Refactor groupby helper from tempita to fused types by noamher · Pull Request #24954 · pandas-dev/pandas (original) (raw)
I can't. Because then it will be found and used instead of the typed version.
Which will cause problems for a rather odd case where int64 is the type and the function is supposed to not be found at first, then found after the ndarray is cast into float64.not sure I understand we do this for all other functions.
@jreback I already have the next PR ready for the rest of the functions (group_prod, group_var, group_mean, group_ohlc).
I had to do the same thing (e.g. creating the group_prod_float64) for them as well for the same reason.
Description of the issue:
The issue is that the calling mechanism, first looks up by funcname, then by funcname_{{type}}.
The code the calls the calling mechanism has a fallback so that if an group_add is looked up with type int64, then the fallback is to cast into the input ndarray into float64, then lookup group_add with type float64.

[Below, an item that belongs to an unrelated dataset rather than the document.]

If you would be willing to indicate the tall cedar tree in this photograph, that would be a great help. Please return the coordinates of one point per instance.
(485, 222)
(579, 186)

So group_add is eventually called with an ndarray of type float64 and returns a result which is an ndarray of float64. Now, before returning the result, the fallback code casts the result back into int64. Then returns the result.
Implications:
Creating a group_add function that will be looked-up directly (not using type) means that when the lookup type is int64, the method will still be found (without the type in the name anyway). Calling it will succeed because of an implicit cast from int64 to float64.
Because the fallback code was never needed, there will be no cast back into int64.

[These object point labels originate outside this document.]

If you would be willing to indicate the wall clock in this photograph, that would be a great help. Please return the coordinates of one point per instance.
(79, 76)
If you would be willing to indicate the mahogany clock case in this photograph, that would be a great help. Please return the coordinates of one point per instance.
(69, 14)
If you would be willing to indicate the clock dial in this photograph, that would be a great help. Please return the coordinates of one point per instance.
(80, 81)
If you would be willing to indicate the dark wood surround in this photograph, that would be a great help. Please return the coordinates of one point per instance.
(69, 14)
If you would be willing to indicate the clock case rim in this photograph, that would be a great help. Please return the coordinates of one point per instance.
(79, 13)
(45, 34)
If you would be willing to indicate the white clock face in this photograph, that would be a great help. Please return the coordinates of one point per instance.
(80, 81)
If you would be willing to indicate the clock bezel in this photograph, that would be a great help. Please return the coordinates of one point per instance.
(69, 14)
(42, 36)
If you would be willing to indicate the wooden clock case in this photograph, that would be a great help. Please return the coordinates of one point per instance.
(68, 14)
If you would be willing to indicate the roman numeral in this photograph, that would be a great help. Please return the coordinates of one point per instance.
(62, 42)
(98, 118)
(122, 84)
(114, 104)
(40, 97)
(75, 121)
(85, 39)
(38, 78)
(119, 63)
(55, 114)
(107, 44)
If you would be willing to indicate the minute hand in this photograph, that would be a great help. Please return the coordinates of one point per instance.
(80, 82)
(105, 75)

This will fail tests and change the behavior of whatever's calling it in the first place.
To avoid this implications, group_add_{{type}} are defined the the function group_add is renamed into something that will fail the first lookup (e.g. _group_add).
I know that's not the prettiest solution but changing the calling mechanism is something I really tried to avoid because it seems a bit sensitive code to change without breaking anything.